Automated driving: convincing work must be done

Automatisiertes Fahren

While the commercial vehicle industry is pushing forward the highly automated driving, the transport and logistics sector remains skeptical. This even starts with the use of software.

At the IAA Commercial Vehicles manufacturers have shown what might be possible in the future. Highly automated trucks could roll over Germany’s motorways within the next ten years. This trend has already reached transport companies and freight forwarders, but they are partly skeptical. This is demonstrated by the mobility study 2016 “The Networked Truck” by Continental. The supplier, in cooperation with the market research institute Infas, has interviewed managers, drivers and experts from the industry. The result is a comprehensive picture of the assessments of the basic conditions and the demands on upcoming vehicles and systems for digitization.

It astonishes that only one in four logisticians consider automated driving as particularly important. Even less is the enthusiasm among the drivers. Here, there are only nine percent who expressed the desire for automated driving and only 15 percent believe that it would add value for their professional life. There is a similar picture in platooning. 41 percent of the interviewees consider this to be completely unimportant for the industry. A sobering result for all those who see platooning coming in the foreseeable future. The critics, on the other hand, complain that there is no legal structure for this. This is the biggest criticism beside a non-existent infrastructure. However, technology is not the problem.

Entrepreneurs as well as drivers are not, however, opposed or hostile to innovation. In the highly competitive industry, where even large companies have only small market shares, the benefits of vehicles and applications are particularly good value for money. The logistics companies attach great importance to the fact that purchases are amortized within one to two years. Therefore, it is often the small evolutionary steps that are taken.

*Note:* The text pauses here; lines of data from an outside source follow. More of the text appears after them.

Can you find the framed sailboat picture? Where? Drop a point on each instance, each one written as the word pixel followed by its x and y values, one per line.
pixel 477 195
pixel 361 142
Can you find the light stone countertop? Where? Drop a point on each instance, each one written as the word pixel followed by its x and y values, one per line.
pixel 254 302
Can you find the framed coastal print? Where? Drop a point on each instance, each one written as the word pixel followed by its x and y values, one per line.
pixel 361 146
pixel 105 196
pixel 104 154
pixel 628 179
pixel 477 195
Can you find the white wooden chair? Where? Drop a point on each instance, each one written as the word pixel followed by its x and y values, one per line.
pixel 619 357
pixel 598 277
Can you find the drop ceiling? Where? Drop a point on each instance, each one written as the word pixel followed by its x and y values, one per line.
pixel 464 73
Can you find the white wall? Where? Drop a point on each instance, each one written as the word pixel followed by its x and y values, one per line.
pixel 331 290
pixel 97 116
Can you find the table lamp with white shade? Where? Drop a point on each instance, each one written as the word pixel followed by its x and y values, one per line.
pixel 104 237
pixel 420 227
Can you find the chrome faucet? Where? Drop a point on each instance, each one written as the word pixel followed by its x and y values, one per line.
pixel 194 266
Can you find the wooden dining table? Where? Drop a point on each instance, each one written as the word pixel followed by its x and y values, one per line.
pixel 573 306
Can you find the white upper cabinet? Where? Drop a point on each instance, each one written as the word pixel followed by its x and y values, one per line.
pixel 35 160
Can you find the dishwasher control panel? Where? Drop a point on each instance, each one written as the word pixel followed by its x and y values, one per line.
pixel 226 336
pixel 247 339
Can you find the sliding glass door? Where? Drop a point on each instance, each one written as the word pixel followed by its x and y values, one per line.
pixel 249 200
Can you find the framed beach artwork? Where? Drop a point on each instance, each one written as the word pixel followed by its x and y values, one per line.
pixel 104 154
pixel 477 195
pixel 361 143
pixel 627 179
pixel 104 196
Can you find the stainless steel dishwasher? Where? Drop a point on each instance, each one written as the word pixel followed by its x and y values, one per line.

They are quite satisfied with today’s vehicle generation. Two-thirds of the logistics companies consider their trucks to be reliable and a further 64 percent are satisfied with their service and maintenance. As next steps, many transport and logistics companies are planning to further reduce the carbon dioxide exchange and also look closely at the market for electric vehicles. For 82 percent of the companies interviewed fear that the environmental requirements will become even more stringent. As a result, 66 percent of fuel-efficient technologies and driver assistance functions are at the top of the logistics center’s wish list. Almost half of the logisticians would like tire pressure monitoring systems. This would not only meet the environmental requirements, but also the companies hope to reduce their operating costs. This way, the skepticism towards highly automated driving can be further weakened, because assistance systems are a large part of this.

Ralf Johanning

Ralf Johanning studied political science and works as a freelance journalist. For over ten years now he reports on the transportation and logistics industry. The priorities include topics such as telematics, software, and ICT. In 2006 the trained editor, Head, and Press Officer founded the editorial office Alte Schule with his partner Ann-Christin Wimber.